We don’t actually have any real policies to deal with this problem. But recently, the Ministère de la Culture et des Communications du Québec made an announcement about his interest to develop a concerted strategy between all the people and associations concerned by the religious heritage. In the same way, la Société des musées québécois (an association who regroup the museums of Quebec) made a specific recommendation about the urgency to find a solution to protect the religious objects.
For the Société des musées québécois, the future of the religious objects is a preoccupation since many years now. In 2009, the Société began an inventory of the religious objects conserved in situ. The objective of this project is to identify and describe the religious objects still conserved in open churches. To be selected these objects must have a historic and artistic value for the national heritage. All the information and photography are diffused on the website of the Government of Quebec in the Répertoire du patrimoine culturel du Québec.
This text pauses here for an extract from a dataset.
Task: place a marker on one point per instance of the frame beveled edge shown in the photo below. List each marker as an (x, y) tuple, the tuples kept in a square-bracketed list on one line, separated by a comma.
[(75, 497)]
But this inventory project has no concrete effect on the churches closures. When a church closes, the religious objects are taken out of the building for storing, sale or destruction, in these cases the only thing that survives is the virtual information. Already, some objects present on the website are no longer conserved in the church or anywhere else and sometimes, they no longer exist at all.
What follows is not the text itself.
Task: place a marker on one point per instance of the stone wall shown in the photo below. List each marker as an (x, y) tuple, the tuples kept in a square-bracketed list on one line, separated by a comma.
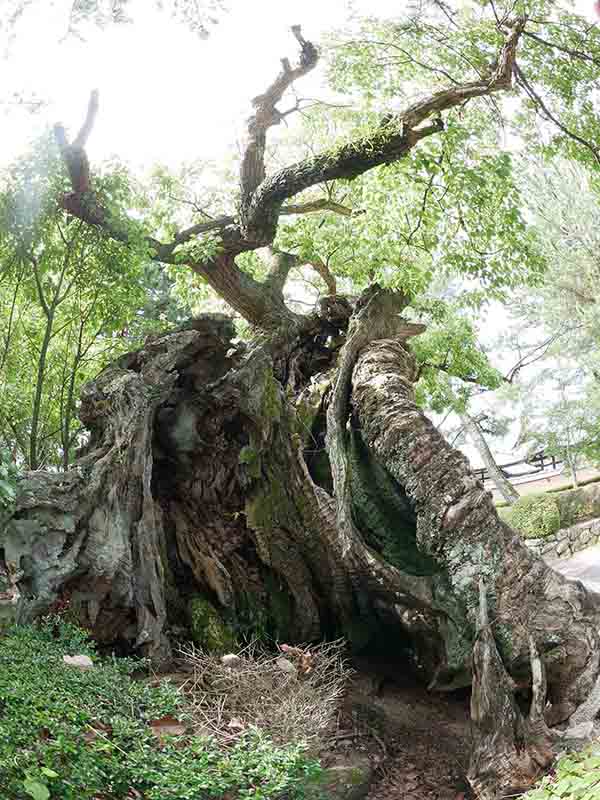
[(567, 541)]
The other problem about religious objects in Quebec is the important influence and role of the parish in our territorial development, history and social culture. The foundation myth of Quebec is intimately connected to the catholic religion. Each parish has his specific history, specific heritage and identity and, during many years, the citizens were more attached to their parish than to their city or village. Consequently, in the determination of the religious heritage objects, we are confronted with the problem to chose between national or parish religious heritage. The national museums are not interested in taking any kind of religious objects and most of the citizens do not want to see these objects leave their region. The perception of the religious heritage is not the same for the expert and for the parish community. For the parishioners, the object is important because it is a witness of the family and parish history even if it doesn’t have a financial value. In this situation the questions are: which objects should be kept? Which cultural values do these objects represent? Why and where should we keep them?
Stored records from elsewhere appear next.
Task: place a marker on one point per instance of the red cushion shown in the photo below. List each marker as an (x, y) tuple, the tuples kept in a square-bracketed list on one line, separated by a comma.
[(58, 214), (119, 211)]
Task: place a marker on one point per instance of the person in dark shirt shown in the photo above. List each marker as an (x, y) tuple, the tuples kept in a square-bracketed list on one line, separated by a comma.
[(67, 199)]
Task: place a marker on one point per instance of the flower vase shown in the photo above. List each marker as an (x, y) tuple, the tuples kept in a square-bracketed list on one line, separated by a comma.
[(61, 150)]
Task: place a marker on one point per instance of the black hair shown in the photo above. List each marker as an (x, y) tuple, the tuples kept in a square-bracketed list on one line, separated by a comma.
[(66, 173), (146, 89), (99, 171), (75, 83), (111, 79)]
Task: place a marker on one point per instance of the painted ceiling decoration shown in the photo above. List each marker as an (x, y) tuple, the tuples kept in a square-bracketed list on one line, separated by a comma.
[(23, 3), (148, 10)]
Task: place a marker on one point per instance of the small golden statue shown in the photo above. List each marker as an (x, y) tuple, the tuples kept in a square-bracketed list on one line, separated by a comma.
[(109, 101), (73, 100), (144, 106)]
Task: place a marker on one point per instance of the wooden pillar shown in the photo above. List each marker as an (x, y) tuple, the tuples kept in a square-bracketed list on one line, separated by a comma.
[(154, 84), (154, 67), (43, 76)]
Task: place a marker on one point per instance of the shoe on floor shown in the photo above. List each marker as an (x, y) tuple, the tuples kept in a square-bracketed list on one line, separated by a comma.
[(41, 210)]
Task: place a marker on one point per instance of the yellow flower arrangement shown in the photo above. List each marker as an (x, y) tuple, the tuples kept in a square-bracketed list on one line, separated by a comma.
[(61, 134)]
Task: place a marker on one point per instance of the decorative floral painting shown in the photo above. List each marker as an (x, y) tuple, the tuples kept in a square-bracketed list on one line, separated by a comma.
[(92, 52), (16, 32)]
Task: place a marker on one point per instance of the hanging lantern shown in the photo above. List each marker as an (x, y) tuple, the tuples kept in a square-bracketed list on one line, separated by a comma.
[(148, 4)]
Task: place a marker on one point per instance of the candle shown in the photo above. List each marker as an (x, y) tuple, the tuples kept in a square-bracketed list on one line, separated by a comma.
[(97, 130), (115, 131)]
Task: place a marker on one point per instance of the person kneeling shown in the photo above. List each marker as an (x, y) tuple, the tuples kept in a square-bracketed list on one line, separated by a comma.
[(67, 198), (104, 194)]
This year, the Musée régional de Vaudreuil-Soulanges, with the support of the Société des musées québécois, begins a new project to collect information and oral history about some of the religious objects kept in different parish to try to identify another kind of cultural value and to try to understand the construction of these different values. The participation of the parishioners and the knowledge of the local history are an important part of this project.
The work and the Guidelines on ways of dealing with Religious Objects produced by the Museum Catharijneconvent are a real inspiration for the success of this project even if the situation is very different in many ways between Europe and Quebec.
We hope this project will help our public institutions and governments to be more concerned and effectives in the way to find a solution for the future of religious objects.